(Updated at 12:43 p.m. ET on April 8, 2020)
Top line: Federal Reserve clears Wells Fargo
- The Fed imposed an asset cap on Wells Fargo after it was revealed the bank opened millions of fake accounts for customers without their knowledge or permission.
- “Due to the extraordinary disruption from the coronavirus, the Federal Reserve announced on Wednesday that it will temporarily and tightly modify Wells Fargo’s growth restriction so that it can provide additional support to small businesses,” the Fed said in a statement. communicated.
- “The Council continues to hold the company accountable for successfully resolving the widespread blackouts that caused damage to consumers identified in this action and for having fulfilled the requirements of the agreement,” he said. he adds.
- Wells Fargo will only be allowed to exceed the limit for making loans under the Paycheck Protection Program under the CARES Act and as part of the Fed’s upcoming Main Street loan program.
- Under the order, the bank will be required to return any proceeds from both programs to the Treasury or to nonprofits that support small businesses.
- On Monday, Wells Fargo said it would focus its lending on nonprofits and small businesses with fewer than 50 employees (although the paycheck protection program as a whole includes businesses with fewer than 500 employees. ), citing the Fed’s asset cap restrictions on its balance sheet capacity; the bank said it already had enough requests to exceed its previous lending capacity of $ 10 billion.

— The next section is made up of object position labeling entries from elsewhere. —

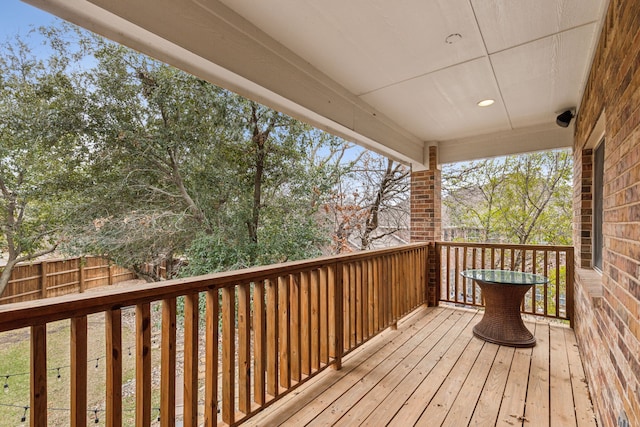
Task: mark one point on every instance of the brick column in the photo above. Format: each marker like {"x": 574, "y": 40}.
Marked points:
{"x": 426, "y": 216}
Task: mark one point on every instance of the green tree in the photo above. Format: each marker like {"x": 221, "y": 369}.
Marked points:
{"x": 41, "y": 152}
{"x": 183, "y": 167}
{"x": 518, "y": 199}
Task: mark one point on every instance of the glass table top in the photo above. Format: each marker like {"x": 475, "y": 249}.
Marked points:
{"x": 506, "y": 277}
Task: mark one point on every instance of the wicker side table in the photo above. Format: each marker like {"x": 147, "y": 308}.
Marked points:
{"x": 503, "y": 292}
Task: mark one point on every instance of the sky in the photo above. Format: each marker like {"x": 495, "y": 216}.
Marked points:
{"x": 17, "y": 17}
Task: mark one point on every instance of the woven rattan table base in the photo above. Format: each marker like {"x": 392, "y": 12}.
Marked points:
{"x": 502, "y": 323}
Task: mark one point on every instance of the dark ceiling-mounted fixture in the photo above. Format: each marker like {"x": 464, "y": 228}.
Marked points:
{"x": 564, "y": 118}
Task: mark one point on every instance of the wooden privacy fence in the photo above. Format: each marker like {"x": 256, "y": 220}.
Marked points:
{"x": 267, "y": 330}
{"x": 554, "y": 299}
{"x": 51, "y": 278}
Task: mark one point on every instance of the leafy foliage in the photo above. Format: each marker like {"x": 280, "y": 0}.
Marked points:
{"x": 517, "y": 199}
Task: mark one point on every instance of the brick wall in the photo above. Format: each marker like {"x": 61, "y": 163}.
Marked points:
{"x": 608, "y": 305}
{"x": 426, "y": 221}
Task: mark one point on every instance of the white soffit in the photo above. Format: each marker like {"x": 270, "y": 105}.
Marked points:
{"x": 443, "y": 105}
{"x": 367, "y": 45}
{"x": 379, "y": 72}
{"x": 508, "y": 23}
{"x": 541, "y": 78}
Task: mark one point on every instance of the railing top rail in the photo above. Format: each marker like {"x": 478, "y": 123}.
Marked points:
{"x": 22, "y": 314}
{"x": 507, "y": 246}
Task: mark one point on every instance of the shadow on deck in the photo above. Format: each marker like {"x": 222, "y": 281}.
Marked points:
{"x": 433, "y": 372}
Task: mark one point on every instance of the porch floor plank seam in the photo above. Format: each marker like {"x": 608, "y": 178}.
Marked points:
{"x": 432, "y": 371}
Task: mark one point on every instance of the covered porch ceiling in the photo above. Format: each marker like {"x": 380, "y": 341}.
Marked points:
{"x": 394, "y": 76}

- As the PPP kicks off after a chaotic launch, banks are already reporting increased demand from companies struggling to stay afloat during the coronavirus crisis.

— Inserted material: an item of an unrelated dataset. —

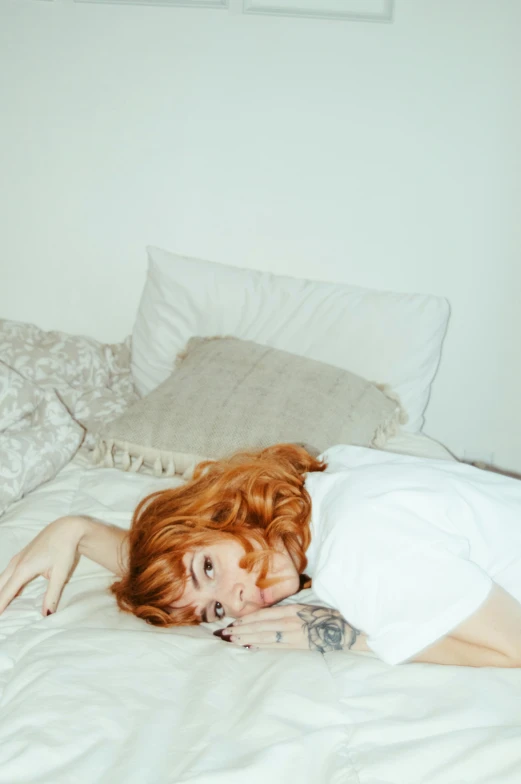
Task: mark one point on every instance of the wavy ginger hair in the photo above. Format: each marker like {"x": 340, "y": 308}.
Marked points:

Key context: The Small Business Administration’s paycheck protection program is a key part of the economic stimulus package that allocates $ 349 billion to small businesses to access forgivable loans for payroll and overhead. The program will provide loans of up to $ 10 million at 1% interest to businesses and nonprofits with fewer than 500 workers so they can cover two months of wages and overhead. If the borrower keeps the workers and does not reduce their wages, the government will cancel most or all of the loan and reimburse the bank lenders.